Isolation of lactic acid bacteria and detection of inhibitors
Under aseptic conditions, 10 g of various parts of each fish specimen were removed and suspended in 90 mL of sterile 0.85% saline solution. The suspension was homogenized for 2 min using a Stomacher Equipment (Seward, United Kingdom). Subsequently, 100 µl of serial dilutions were spread on de Man Rogosa and Sharp (MRS) agar and GM17 (Biokar Diagnostics, France) plates, and then anaerobically incubated (using the Oxoid Gas Pack Anaerobic system) at 30°C for 48 h. Following incubation, two sets of agar plates were used to replicate a random sample of several colonies for bacteriocin screening. Six mL of Listeria monocytogenes CECT 7467 overnight cultures were placed on one of the plates, which was used as an indicator strain [9]. The plates were incubated at 37°C, and the presence of zones of inhibition surrounding individual colonies was examined. All strains were kept at 4°C and as frozen stocks in 35% glycerol at -24°C to maintain long-term cultures. The cultures were multiplied twice in their appropriate broth media at 30°C prior to use.
Stability of bacteriocin-like activity in the presence of proteolytic enzymes
The antibacterial activity of cell-free supernatants obtained from an early-stationary-phase culture of isolated strains was tested for sensitivity to enzymes, using Listeria monocytogenes CECT 7467 as the indicator strain. The active supernatants were incubated at 37 °C for 2 h in the presence of 1 mg.ml−1 of proteinase K, dissolved in buffers recommended by the supplier (Qiagen, Germany). Untreated bacteriocin solutions, not treated with enzymes, were used as controls. The remaining activity of the treated and untreated samples was determined using the well-diffusion method [9].

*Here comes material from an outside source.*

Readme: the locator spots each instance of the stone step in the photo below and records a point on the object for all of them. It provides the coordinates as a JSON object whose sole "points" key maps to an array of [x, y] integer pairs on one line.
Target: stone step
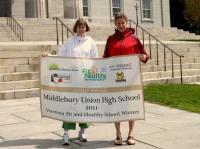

Inhibitory activity spectrum
Two different antagonism assays were conducted following the protocols described by Achemchem et al. [10], namely the spot-on lawn assay and the well diffusion assay. To conduct the primary screening, 5 μl aliquots were extracted from overnight cultures of 720 candidate colonies that had been grown in MRS broth. These aliquots were then spotted onto buffered MRS agar plates and allowed to grow overnight. The plates were then covered with 6 mL of soft agar medium (0.75% agar) that had been pre-seeded with overnight culture indicator strains grown in the proper medium. Bacterial candidates displaying antimicrobial activity were further tested for production in liquid media using the well-diffusion assay. To conduct the cell-free supernatant assay, 100 μl of the supernatant was carefully added to wells (8 mm) containing the appropriate media that had been pre-seeded with 100 μl of the indicator strain. To prevent any potential zone of inhibition arising from acid production, the culture supernatants were adjusted to a pH of 7.0 using 1 N NaOH and subsequently filtered using a 0.45 μm filter. The plates were then incubated at the optimal temperature as specified in the experimental protocol. The diameter of the zone of bacterial growth (5 mm) or the well (8 mm) was measured and used to calculate the inhibition zone size.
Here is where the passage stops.